Man who conspired to smuggle spice into prisons including HMP Bristol jailed for 11 years

Dennis Obasi

A man who pleaded guilty to conspiracy to supply spice into prisons across the region has been jailed for 11 years and seven months.

Dennis Obasi, aged 27 and of no fixed abode, also pleaded guilty to being concerned in the supply of heroin and cocaine and possession of criminal property.

It follows an investigation by the South West Regional Organised Crime Unit (SWROCU) and the Metropolitan Police Service supported by UK Border Force, HMPPS, along with Wiltshire Police and Avon and Somerset Police.

The investigation found that whilst he was an inmate at HMP Peterborough and after his release, Obasi conspired with then girlfriend Emily MacArthur, 31, previously of Charlotte Square, Trowbridge, to smuggle drugs into prisons including HMP Peterborough and HMP Bristol.

The pair used fake stamps to produce bogus confidential legal letters coated with spice, concealed drugs in packages for prisoners, and used prison visitors to smuggle the drugs inside.

Police found drugs during their investigations.

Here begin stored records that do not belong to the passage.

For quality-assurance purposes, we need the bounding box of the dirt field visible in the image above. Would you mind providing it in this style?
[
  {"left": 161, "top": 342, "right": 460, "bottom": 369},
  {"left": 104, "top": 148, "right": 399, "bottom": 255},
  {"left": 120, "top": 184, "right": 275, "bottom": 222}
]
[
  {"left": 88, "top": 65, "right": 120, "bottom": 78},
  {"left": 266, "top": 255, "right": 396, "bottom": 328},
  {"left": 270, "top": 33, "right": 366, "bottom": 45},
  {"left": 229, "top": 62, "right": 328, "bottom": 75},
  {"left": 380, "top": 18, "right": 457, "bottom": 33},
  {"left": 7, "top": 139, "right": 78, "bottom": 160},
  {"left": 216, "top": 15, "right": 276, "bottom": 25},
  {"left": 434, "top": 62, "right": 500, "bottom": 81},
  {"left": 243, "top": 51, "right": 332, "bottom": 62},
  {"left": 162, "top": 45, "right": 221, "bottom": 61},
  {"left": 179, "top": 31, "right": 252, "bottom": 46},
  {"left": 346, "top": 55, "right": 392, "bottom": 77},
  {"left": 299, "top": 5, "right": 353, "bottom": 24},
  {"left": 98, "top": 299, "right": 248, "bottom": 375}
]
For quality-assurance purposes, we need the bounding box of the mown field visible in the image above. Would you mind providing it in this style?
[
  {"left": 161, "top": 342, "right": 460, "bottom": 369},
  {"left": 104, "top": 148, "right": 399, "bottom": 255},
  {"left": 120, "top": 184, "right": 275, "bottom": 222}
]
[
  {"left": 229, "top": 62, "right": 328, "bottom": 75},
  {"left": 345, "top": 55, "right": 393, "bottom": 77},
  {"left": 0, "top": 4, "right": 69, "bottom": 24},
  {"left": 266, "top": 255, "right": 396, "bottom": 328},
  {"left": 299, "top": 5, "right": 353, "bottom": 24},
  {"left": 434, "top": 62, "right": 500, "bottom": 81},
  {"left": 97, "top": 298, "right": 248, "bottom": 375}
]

The investigation into Obasi and MacArthur began when officers from UK Border Force stopped three separate parcels, all sent from Jamaica, which were addressed to MacArthur at addresses in Frome and Bristol. They were all found to contain cocaine.

Officers from SWROCU and the Metropolitan Police Service carried out a warrant at MacArthur’s Trowbridge flat in February 2020 where both she and Obasi were arrested.

Evidence there showed the flat was being used to produce spice in substantial quantities, with £50,000 worth of spice powder, 116 sheets of paper soaked in spice – worth £48,000 or more in prison – a box containing six bottles of acetone, and 1.86kg of marshmallow leaves seized. Also found were seven fake stamps, piles of envelopes and further letters.

Prisons and Probation Minister Damian Hinds said: “This sentencing highlights the tireless commitment of our hardworking prison staff and police to cracking down on drugs behind bars.

“Drugs such as spice make it more difficult for us to rehabilitate offenders and cut crime which is why we have invested £125 million to keep our prisons secure and drugs out.”